The decision, issued Tuesday in the Delaware Court of Chancery, calls into question how Tesla's board plans to compensate Musk, a serial entrepreneur with an array of other business interests.
It also raises questions about whether his ties to his board are too close, and puts greater attention on Musk's personal wealth. Musk doesn't accept a salary from Tesla, and while in recent years he has ranked as the world's richest person, most of his assets are tied up in shares of his companies.
Tesla, as a publicly traded company, is a financial pillar of his business empire. Musk has also borrowed against his stake in the electric-car maker.

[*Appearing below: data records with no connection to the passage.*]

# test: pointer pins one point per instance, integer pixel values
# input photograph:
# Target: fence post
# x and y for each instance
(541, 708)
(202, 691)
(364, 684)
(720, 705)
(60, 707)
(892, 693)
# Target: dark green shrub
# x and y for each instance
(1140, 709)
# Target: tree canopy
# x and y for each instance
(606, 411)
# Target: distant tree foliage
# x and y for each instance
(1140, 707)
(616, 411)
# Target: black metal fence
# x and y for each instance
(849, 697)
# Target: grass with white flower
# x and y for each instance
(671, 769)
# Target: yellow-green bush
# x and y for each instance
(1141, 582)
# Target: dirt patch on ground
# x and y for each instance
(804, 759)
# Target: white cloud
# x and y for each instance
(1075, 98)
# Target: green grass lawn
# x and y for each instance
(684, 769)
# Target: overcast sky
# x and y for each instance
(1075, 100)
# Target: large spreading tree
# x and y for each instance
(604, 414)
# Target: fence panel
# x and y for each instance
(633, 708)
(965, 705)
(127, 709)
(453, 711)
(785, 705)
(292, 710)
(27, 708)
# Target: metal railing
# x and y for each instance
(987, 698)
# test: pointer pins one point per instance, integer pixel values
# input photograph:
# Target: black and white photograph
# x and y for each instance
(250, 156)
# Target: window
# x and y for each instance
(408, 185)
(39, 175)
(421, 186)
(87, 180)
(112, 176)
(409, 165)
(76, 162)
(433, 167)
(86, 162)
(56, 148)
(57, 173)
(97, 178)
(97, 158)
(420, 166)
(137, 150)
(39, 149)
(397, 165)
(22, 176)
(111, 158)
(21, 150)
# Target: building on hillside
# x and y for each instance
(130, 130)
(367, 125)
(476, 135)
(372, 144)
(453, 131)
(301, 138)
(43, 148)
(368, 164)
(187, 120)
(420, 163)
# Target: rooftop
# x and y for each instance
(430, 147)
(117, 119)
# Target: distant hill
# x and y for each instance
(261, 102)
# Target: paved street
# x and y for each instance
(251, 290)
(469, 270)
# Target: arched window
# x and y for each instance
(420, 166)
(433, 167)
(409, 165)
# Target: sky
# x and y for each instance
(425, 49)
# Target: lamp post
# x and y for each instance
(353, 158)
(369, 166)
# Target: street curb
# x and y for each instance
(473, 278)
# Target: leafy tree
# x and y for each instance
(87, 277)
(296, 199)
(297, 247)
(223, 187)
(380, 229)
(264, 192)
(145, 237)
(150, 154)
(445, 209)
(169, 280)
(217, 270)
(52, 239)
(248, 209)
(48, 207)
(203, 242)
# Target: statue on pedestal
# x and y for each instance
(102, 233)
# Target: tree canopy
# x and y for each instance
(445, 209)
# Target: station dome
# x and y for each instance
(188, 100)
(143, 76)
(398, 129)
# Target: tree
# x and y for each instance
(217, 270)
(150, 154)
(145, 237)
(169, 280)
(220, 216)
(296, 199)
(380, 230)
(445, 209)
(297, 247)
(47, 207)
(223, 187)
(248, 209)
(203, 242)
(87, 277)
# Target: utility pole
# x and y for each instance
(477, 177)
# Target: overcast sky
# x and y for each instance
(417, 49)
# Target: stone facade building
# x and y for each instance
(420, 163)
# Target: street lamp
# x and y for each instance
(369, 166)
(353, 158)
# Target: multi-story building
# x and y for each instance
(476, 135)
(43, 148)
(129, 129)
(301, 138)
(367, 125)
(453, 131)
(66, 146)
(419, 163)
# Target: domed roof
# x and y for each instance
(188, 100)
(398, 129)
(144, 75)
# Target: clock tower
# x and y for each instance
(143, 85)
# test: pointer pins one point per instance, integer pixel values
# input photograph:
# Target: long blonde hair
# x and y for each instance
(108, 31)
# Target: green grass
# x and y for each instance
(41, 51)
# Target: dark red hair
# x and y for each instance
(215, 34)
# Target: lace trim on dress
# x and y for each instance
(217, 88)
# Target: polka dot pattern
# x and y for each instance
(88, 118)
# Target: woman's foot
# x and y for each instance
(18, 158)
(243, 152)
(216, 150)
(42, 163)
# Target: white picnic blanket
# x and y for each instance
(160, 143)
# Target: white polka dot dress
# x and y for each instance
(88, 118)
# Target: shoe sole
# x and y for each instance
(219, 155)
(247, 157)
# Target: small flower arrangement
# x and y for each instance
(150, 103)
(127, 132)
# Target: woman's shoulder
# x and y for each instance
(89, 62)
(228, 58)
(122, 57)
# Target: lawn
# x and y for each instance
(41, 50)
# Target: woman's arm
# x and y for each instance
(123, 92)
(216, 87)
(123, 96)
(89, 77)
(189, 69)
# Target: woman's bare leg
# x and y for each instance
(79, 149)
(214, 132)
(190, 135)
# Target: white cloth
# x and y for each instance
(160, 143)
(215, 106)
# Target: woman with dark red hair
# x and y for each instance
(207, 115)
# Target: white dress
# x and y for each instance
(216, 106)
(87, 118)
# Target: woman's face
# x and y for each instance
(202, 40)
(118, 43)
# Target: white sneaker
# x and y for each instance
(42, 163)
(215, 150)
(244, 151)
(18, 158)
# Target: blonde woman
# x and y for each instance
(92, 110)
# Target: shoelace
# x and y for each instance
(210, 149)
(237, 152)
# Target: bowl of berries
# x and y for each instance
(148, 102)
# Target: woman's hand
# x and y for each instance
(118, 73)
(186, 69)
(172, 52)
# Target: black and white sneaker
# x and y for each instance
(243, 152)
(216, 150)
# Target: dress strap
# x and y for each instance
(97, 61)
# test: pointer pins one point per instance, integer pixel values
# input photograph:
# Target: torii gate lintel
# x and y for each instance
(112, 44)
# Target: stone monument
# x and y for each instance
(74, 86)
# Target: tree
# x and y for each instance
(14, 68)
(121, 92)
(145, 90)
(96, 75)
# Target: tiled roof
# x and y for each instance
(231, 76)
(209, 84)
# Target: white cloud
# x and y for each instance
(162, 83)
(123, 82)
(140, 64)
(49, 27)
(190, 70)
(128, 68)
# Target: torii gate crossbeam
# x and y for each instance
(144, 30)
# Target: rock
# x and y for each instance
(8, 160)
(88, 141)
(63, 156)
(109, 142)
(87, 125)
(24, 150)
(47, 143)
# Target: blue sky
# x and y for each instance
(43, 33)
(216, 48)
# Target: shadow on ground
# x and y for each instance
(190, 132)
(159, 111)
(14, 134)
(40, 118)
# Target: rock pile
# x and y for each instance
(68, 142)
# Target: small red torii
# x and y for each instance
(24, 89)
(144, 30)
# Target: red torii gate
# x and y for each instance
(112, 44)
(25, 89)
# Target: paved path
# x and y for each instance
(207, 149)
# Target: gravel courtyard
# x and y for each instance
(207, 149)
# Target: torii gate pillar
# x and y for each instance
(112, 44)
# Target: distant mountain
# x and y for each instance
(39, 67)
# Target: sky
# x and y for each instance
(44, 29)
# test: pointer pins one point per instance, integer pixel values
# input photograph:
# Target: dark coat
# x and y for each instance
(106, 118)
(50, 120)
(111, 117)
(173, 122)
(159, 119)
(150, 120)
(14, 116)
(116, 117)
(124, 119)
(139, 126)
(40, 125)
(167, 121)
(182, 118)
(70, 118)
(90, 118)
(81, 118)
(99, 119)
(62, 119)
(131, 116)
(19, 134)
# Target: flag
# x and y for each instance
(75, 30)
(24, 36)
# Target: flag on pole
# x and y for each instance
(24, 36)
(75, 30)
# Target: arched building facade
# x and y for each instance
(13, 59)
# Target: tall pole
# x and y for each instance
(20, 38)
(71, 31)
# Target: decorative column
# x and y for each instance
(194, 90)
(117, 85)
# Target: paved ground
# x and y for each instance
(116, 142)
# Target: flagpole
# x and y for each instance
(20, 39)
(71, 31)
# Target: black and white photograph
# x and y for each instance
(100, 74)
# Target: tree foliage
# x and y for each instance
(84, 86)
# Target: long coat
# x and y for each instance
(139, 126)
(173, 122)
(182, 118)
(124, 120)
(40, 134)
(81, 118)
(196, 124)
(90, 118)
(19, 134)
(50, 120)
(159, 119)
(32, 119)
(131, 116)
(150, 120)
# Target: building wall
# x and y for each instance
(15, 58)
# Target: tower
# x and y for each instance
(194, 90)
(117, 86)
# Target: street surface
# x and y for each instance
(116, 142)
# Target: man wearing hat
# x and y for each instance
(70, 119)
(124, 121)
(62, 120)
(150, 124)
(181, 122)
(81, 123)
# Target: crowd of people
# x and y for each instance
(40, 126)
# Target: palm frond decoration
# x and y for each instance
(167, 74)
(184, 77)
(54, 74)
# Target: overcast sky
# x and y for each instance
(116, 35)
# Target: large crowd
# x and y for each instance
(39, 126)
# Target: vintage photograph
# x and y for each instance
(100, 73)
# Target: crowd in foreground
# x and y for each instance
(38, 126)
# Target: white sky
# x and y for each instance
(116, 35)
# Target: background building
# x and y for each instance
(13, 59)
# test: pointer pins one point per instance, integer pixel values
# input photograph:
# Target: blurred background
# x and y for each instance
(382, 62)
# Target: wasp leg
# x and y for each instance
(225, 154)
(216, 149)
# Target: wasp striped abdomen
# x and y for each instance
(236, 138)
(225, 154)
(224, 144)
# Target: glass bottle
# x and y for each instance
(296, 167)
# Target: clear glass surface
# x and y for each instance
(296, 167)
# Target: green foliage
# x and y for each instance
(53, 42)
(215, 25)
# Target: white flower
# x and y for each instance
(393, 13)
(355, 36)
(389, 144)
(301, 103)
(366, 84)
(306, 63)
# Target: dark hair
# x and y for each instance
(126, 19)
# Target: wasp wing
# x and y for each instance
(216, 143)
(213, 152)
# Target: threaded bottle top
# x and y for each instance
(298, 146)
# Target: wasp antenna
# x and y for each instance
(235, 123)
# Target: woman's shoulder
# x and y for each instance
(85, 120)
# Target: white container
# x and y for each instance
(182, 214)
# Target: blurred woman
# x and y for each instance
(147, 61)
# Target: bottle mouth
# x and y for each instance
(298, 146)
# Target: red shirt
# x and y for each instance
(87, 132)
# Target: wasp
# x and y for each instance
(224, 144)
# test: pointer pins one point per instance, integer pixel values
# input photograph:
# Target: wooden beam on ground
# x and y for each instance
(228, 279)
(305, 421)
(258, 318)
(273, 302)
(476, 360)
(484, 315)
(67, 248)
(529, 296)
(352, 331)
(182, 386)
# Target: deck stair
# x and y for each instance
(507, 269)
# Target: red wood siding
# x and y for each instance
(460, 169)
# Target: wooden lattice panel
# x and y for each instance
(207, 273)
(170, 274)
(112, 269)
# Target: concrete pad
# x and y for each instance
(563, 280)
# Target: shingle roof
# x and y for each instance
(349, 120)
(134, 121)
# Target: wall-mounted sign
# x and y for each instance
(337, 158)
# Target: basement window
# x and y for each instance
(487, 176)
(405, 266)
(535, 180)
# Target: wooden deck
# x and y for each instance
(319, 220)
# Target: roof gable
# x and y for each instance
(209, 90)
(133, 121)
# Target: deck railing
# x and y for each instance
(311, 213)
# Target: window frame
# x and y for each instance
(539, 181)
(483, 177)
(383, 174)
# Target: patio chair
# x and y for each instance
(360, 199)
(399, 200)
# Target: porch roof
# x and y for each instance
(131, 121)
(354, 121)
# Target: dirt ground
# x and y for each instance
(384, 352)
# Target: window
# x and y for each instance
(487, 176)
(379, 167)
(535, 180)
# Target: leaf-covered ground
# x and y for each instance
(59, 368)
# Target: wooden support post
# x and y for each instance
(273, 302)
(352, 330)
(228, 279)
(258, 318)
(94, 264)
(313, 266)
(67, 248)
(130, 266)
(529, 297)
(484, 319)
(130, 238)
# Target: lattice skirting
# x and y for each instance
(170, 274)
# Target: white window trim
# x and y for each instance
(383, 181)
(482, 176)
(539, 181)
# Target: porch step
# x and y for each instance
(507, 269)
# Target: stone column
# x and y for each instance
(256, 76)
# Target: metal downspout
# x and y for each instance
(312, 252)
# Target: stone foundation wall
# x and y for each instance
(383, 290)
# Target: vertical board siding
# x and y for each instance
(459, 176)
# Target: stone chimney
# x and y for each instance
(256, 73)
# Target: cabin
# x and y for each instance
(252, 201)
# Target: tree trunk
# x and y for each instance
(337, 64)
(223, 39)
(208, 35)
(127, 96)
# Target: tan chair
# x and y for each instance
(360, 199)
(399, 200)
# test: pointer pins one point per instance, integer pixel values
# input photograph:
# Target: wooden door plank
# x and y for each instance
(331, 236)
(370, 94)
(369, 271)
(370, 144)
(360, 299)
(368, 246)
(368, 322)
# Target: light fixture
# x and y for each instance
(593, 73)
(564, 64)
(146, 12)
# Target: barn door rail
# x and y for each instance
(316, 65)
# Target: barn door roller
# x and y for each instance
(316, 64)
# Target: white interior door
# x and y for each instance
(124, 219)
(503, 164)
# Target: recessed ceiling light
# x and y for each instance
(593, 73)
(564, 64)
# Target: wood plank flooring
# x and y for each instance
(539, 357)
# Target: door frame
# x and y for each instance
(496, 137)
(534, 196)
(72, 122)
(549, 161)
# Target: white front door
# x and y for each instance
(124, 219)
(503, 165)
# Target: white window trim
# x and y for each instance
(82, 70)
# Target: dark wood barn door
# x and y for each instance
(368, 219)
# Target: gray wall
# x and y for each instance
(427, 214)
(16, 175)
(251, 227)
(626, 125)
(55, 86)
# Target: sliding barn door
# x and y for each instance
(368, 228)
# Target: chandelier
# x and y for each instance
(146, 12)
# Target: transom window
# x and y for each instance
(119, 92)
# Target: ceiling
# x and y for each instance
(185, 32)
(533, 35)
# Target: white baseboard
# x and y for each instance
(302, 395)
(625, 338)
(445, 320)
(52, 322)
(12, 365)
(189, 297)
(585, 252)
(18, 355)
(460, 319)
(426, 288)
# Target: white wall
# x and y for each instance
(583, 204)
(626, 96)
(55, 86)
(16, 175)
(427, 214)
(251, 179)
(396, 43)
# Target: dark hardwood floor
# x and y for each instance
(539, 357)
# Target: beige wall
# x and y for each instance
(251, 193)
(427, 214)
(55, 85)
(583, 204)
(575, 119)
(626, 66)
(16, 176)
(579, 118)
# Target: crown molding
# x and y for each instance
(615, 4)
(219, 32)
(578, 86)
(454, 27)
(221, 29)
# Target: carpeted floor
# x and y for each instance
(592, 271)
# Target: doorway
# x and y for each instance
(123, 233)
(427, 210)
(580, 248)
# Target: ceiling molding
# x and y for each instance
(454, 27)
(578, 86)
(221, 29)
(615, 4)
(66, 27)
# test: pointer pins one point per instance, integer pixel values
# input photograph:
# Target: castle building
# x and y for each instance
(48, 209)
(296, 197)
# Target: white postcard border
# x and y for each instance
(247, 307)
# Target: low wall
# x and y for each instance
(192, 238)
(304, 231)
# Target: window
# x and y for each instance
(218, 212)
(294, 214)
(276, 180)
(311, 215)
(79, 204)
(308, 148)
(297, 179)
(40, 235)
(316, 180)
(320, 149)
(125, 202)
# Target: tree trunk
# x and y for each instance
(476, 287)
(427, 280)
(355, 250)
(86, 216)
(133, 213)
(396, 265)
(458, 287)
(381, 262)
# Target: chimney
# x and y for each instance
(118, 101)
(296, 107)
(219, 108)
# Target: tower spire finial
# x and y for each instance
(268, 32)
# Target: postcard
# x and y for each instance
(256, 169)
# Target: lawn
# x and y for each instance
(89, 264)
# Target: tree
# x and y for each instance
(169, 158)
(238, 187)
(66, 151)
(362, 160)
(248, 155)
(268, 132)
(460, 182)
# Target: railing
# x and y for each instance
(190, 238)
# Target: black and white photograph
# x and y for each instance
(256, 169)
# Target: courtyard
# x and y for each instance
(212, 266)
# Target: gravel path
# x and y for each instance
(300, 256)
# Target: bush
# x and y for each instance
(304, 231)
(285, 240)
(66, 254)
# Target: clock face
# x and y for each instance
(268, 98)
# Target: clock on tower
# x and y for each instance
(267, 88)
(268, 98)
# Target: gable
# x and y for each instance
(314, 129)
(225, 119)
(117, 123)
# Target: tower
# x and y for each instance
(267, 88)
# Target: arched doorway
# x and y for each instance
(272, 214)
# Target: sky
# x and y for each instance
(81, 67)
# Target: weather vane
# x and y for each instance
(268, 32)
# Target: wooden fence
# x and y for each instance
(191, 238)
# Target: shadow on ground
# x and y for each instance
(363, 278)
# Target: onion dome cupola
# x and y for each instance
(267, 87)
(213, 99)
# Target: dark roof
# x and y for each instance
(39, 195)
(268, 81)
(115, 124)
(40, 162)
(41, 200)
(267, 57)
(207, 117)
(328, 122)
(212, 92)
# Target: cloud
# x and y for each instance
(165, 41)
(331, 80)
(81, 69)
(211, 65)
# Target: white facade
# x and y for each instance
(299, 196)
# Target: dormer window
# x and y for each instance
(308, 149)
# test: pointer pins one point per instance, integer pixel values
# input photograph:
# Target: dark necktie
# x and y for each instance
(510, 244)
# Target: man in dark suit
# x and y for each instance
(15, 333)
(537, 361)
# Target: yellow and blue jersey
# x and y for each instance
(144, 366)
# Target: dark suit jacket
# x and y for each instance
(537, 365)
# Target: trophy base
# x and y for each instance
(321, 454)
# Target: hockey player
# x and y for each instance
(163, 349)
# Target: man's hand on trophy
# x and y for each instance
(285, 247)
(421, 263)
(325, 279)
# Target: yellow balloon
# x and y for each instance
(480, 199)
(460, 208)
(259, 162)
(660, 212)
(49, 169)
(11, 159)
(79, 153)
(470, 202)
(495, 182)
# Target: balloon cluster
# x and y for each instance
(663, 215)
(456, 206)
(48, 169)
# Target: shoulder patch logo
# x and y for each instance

"The process leading to the approval of Musk's compensation plan was deeply flawed," Chancellor Kathaleen McCormick wrote in the opinion, citing Musk's "extensive ties" with board members who negotiated his most recent pay deal, which shareholders approved in 2018. The pay package was valued at a maximum of $55.8 billion, McCormick wrote.
"Musk was the paradigmatic 'Superstar CEO,' who held some of the most influential corporate positions (CEO, Chair, and founder), enjoyed thick ties with the directors tasked with negotiating on behalf of Tesla, and dominated the process that led to board approval of his compensation plan," she wrote. Tesla shares fell more than 2% in after-hours trading Tuesday.
The ruling could mean the electric-vehicle maker will have to draft a new compensation package for the chief executive, throwing into question how Musk, deeply tied to the automaker's early days, should be rewarded.